Auto-pinning applies only when the hook is registered from inside a module and the
handler is not already lockCaller-wrapped; the latter keeps re-registration after
a full reload() idempotent. Handler errors still reach the error-hook pipeline
with their original type and code — the pinning routes through runInContext
with rawErrors, so it never re-types a thrown error.

run/scope callbacks keep caller identity

api.slothlet.run() and .scope() (and the context.run/context.scope
aliases) execute a callback in an isolated child context. That child store
isolates context data — but it previously also dropped the caller identity,
so a self.* call inside a run/scope callback resolved against no caller
(permission rules keyed to the invoking module silently did not match). The child
store now carries currentWrapper/callerWrapper from the parent, so a callback
invoked from inside a module stays attributed to that module.


🔒 Permissions Interaction

The slothlet namespace is wrapped by createInternalRouteProxy, so
slothlet.lockCaller and slothlet.bind are permission-gated routes like every
other slothlet.* member. A module that calls self.slothlet.lockCaller needs
slothlet.lockCaller permitted — default-allow policies already cover it;
deny-by-default configurations must allow it explicitly.
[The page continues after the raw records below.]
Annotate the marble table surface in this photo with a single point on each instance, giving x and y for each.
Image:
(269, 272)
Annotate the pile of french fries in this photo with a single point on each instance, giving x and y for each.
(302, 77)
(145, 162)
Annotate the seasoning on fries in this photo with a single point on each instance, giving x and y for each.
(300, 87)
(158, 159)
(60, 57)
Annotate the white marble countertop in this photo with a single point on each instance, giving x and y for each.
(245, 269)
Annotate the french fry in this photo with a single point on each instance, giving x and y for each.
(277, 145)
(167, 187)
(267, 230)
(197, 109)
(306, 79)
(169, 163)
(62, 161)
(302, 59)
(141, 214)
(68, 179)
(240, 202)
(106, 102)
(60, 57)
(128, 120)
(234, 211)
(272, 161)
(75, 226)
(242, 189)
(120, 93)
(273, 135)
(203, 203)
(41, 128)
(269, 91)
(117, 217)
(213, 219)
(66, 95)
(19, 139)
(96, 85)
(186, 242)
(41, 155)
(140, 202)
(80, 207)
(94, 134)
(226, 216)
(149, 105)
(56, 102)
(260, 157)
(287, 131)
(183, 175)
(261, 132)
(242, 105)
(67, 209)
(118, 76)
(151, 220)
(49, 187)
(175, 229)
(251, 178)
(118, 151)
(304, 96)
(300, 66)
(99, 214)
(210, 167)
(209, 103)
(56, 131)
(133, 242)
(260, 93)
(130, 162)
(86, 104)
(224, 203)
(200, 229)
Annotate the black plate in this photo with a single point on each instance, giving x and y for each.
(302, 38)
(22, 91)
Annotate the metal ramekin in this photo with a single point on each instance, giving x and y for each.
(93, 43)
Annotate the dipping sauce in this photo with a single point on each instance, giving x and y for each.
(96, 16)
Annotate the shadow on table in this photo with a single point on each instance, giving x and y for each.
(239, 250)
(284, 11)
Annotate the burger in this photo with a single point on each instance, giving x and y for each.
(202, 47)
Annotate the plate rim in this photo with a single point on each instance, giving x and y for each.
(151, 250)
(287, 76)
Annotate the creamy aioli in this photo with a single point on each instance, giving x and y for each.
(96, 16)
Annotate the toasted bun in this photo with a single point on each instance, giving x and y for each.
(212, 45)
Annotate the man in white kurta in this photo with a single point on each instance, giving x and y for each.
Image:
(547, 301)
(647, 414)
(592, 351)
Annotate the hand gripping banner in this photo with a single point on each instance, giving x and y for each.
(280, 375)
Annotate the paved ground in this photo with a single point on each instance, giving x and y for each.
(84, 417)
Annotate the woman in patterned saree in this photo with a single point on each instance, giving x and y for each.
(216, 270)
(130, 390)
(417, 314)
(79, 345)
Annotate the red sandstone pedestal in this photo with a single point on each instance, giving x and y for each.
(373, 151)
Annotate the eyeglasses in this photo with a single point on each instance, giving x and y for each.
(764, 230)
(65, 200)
The callback returned by
lockCaller runs with currentWrapper = the registering module, so permission
rules keyed to that module match instead of failing against whatever module's
async context happened to be ambient.


📚 Documentation Updates

  • docs/HOOKS.md — new "Caller Identity in Callbacks" section
    explaining why addHook/array-stored callbacks lose caller identity and when to
    reach for lockCaller vs bind; a "Hooks auto-pin caller identity" section and
    the options.lockCaller parameter on the hook.on() reference.
  • docs/PERMISSIONS.md — notes that slothlet.lockCaller
    and slothlet.bind are permission-gated routes.
  • README.md — promoted v3.6.0 to "Latest".

🧪 Test Coverage

  • api_tests/api_test_lock_caller/ — fixture with two modules: a producer that
    invokes a callback while it is the active caller (both via a plain
    EventEmitter listener and via a direct nested call), and a consumer that
    builds lockCaller-wrapped and plain callbacks, bind-wrapped probes, hook
    registrations, and run/scope identity probes.
  • tests/vitests/suites/runtime/lock-caller.test.vitest.mjs — the repro (a locked
    callback keeps the registering module's caller identity while a plain callback
    inherits the wrong one), a permission rule keyed to the registering module
    matching inside a locked callback, live request context staying visible,
    this forwarding, the no-active-context no-op, non-function rejection for both
    utilities, errors propagating unchanged through a locked callback, bind
    restoring the captured async context and freezing slothlet caller identity,
    hooks auto-pinning the registering module's identity (with the lockCaller: false
    opt-out and the already-locked passthrough), and run/scope callbacks keeping
    caller identity — across the eager/lazy × async/live × hook matrix.

Coverage remains at 100% across statements, branches, functions, and lines.